We talk about her decision to shoot on 16 millimeter, a bold step on a tight budget.

“That was such an important thing to me and Tim [Petryni], my producer, and François, my actor,” she says. “He brought us all together. He was like, ‘We have to shoot on film.’ I'm a film snob. I bought the camera during 2020, when a lot of people were selling their gear at discounted rates. So I owned the camera, so that helped with a lot of the costs – we weren't renting the camera body with our budget. So we have this ethos and this line that we would say to ourselves, which is, ‘The movie lives forever and the movie is going to live forever. The movie is going to live after I die.’ And so we wanted every choice that we made creatively to go towards ‘this is something that will live forever. We want it to be the best quality it can be, and we want it to stand apart from everything that's being made at this budget by our peers. And so we felt like one thing that we can do is shoot on film.

“We also shot on these anamorphic lenses, which also give it a different look because we were like, ‘This way the film will have a look that stands apart from everything else that's in the market and will have a classic, timeless look. It will hopefully be ageless or age well after I'm gone, as it lives on in the ether and has its own life.’ So one thing we did was I was like, ‘We'll only basically get three takes of everything when we're filming.’ There was a lot of rehearsal. My cinematographer and I test shot the entire movie in an Airbnb, with a camcorder and a cell phone. We did a lot of prep for the storyboard of the movie and for the shot list of the film.

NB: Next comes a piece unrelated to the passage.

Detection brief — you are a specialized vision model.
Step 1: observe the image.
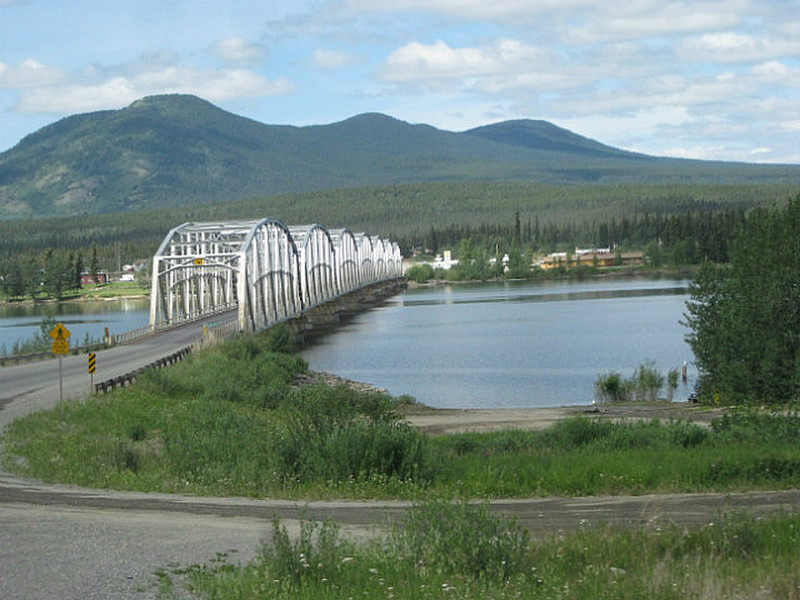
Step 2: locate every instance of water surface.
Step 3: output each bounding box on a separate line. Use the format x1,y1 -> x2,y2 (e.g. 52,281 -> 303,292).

“On set, you can hit a moment where you're like, ‘Oh no, everything's going wrong. We only have ten minutes to get the scene.’ You know, these horror stories of sets. So we would build this priority list of our shot list. So it was basically like, ‘If we have our dream day, let's try and get these ten shots. If we're pressed for time, we'll get eight. These are our five main shots. If we have to shoot the scene in one shot, this is the shot.’ So if we were in a bind or we were in a crunch on set, we always knew plan A, plan B, plan C. Like, how can I craft the scene and make sure I can still get what I need and not waste film, waste time making a decision. That, paired with extensive rehearsals with my actors and basically only three takes.

“When you shoot digitally, there might be this idea that you can just play around and shoot, but you're running out of time no matter what. So I felt like it gave us this healthy constraint. And I sort of feel like being an actor, you know, if you're on set, if you get to take four or five and you're not really getting the scene, you're probably not going to get the scene that day. That's just a lack of prep and a lack of rehearsal and a lack of whatever it is. So I lived by that rule. If I'm on set, if I'm not getting it by the first or the second take, I can do a fuck it take where I'll just be like, ‘Okay, just try whatever you can.’ And that's the best we're probably going to get. So rather than beating something to a pulp, we should just get what we can and then move on. So that is how we made shooting on 16mm work. And I think it's worth it because I think the look of the film adds so much character and adds so much uniqueness to it . It's like a nice little sparkly glaze over the whole thing.

“It makes the colours. And it feels like I wanted it to be, as if someone found a time capsule buried somewhere, and then they opened it and found this movie, and they were like, ‘Wow, when was this made? The Sixties?’ It had this feel of being this discovered piece of art that was lost in time.”

Her next script is already written, she says.

“I wrote it basically right after we finished production, before we started editing. I wrote the first draft of it, and I think I'm on drafts maybe four or five. My next movie, I want to shoot in Tennessee, and I want to make it black and white on film. It's set in the Fifties and it goes into the Sixties, and it's about an illiterate ex-con who ends up in the country music world. It's sort of a revisionist history of the birth of outlaw country. And so I think of it as my Coal Miner's Daughter meets Down By Law, with an O Brother, Where Art Thou? sort of tone to the film. It's my country music movie with the big hair and the big dresses and, you know – but about outlaw country and outlaws.”